Même en écartant l’absence flagrante de progrès en matière de sécurité dans les zones sous contrôle des groupes armés, ils n’atteignent pas 40 %. D’où le premier dilemme : à l’expiration du mandat du CPT le 7 février, par quoi sera-t-il remplacé ? Faut-il maintenir en place le gouvernement chargé d’exécuter sa vision ? Car l’échec du CPT est aussi celui de son gouvernement, et, plus largement, celui de toute la classe politique ayant désigné des représentants dans ces deux instances.
Les raisons de cet échec. Primo : ne pas se concentrer sur l’essentiel
Comment comprendre cet échec ? Les causes sont multiples. À la lecture de l’accord, on constate que la mission d’urgence — rétablir la sécurité, apporter des réformes institutionnelles et constitutionnelles et organiser des élections — s’est muée en une mission de gouvernance générale. L’intention pouvait se comprendre, puisqu’il s’agissait d’éviter l’effondrement de l’État, de créer une « Présidence » hors normes, mais à vouloir tout embrasser, le CPT n’a finalement rien étreint.

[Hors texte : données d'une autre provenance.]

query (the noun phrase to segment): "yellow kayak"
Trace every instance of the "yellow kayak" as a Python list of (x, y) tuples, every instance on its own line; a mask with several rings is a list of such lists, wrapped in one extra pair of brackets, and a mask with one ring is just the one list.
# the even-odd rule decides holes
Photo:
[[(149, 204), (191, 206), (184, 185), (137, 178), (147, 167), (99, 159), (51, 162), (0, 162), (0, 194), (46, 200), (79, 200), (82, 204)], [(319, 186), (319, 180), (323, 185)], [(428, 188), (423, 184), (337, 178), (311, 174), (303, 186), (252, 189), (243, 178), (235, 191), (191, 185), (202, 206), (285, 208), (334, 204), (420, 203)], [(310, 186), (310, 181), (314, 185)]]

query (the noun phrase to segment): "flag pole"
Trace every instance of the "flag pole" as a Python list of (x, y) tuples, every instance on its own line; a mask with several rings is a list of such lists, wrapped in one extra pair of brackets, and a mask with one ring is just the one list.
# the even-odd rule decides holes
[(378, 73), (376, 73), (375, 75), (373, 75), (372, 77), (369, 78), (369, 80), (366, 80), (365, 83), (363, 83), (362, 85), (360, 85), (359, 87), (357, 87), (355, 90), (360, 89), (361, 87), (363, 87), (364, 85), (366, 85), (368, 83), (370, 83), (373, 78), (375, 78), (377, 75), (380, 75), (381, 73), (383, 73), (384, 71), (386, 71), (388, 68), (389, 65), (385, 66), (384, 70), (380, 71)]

Le 7 février 2026 marque la fin du mandat du Conseil Présidentiel de Transition (CPT) en Haïti, conformément à l’Accord du 3 avril 2024 censé encadrer cette énième transition ratée.
Non seulement il n’a pas su se concentrer sur l’essentiel, mais ses membres se sont retrouvés empêtrés dans des scandales, des querelles internes, des manœuvres et des remaniements administratifs, se comportant parfois comme des élus investis d’un mandat quinquennal. Ils n’ont pas agi comme un corps et n’ont pas démontré la cohérence interne nécessaire pour donner des résultats. En négligeant ses priorités, la « Présidence » a en quelque sorte cautionné son propre échec, d’autant que les points d’action prévus par l’accord étaient nombreux.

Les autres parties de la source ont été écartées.